Definizione di due tipi di trattamento: ossigenazione e trattamento a           
fanghi attivi                                                                   
Ossigenazione                                                                   
In luogo di questo termine vengono usati spesso i termini di                    
aerazione o, piu' correttamente, di stabilizzazione aerobica.                   
La stabilizzazione aerobica di un liquame e' un processo che avviene            
ad opera di batteri aerobi facoltativi presenti nella massa di                  
liquame ed e' accelerato dalla insufflazione di aria nella massa                
stessa.                                                                         
Il processo viene regolato in modo da instaurare condizioni di                  
ossigeno disciolto di poco superiori allo zero.                                 

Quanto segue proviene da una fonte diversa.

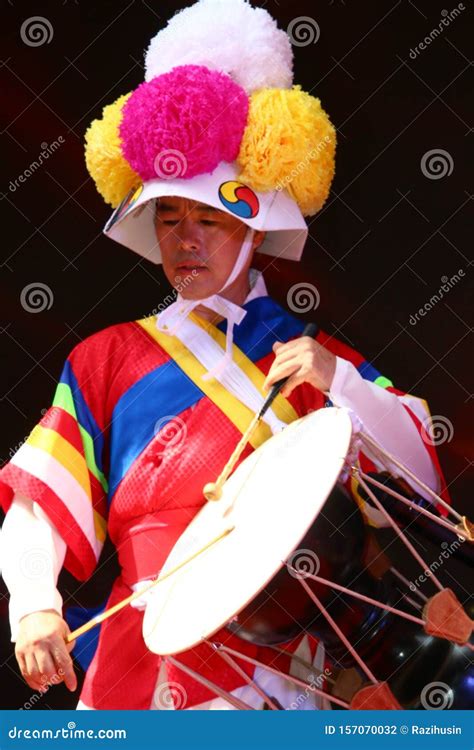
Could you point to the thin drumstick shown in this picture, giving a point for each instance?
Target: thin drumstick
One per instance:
(213, 490)
(120, 605)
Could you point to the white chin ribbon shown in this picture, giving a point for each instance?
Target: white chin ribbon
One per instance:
(171, 320)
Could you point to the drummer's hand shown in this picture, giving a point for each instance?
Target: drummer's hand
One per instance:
(305, 361)
(42, 652)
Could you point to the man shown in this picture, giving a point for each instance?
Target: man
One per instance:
(147, 412)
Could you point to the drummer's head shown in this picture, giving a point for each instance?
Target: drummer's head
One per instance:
(199, 245)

L'insufflazione di aria avviene in genere con intermittenza e per               
poche ore al giorno.                                                            
Il processo comporta la degradazione della sostanza organica verso              
composti a molecola corta, piu' stabili e non maleodoranti.                     
Si formano fanghi attivi (aggregati gelatinosi nei quali i batteri              
aerobi trovano supporto) ma in quantitativi molto modesti, non                  
necessitanti estrazione periodica.                                              
Prendendo a riferimento il BOD5, l'abbattimento di questo parametro             
puo' arrivare al massimo al 50%.                                                
Il tenore di azoto nel liquame viene ridotto e per strippaggio                  
dell'ammoniaca e, in minor misura, per nitri-denitrificazione.                  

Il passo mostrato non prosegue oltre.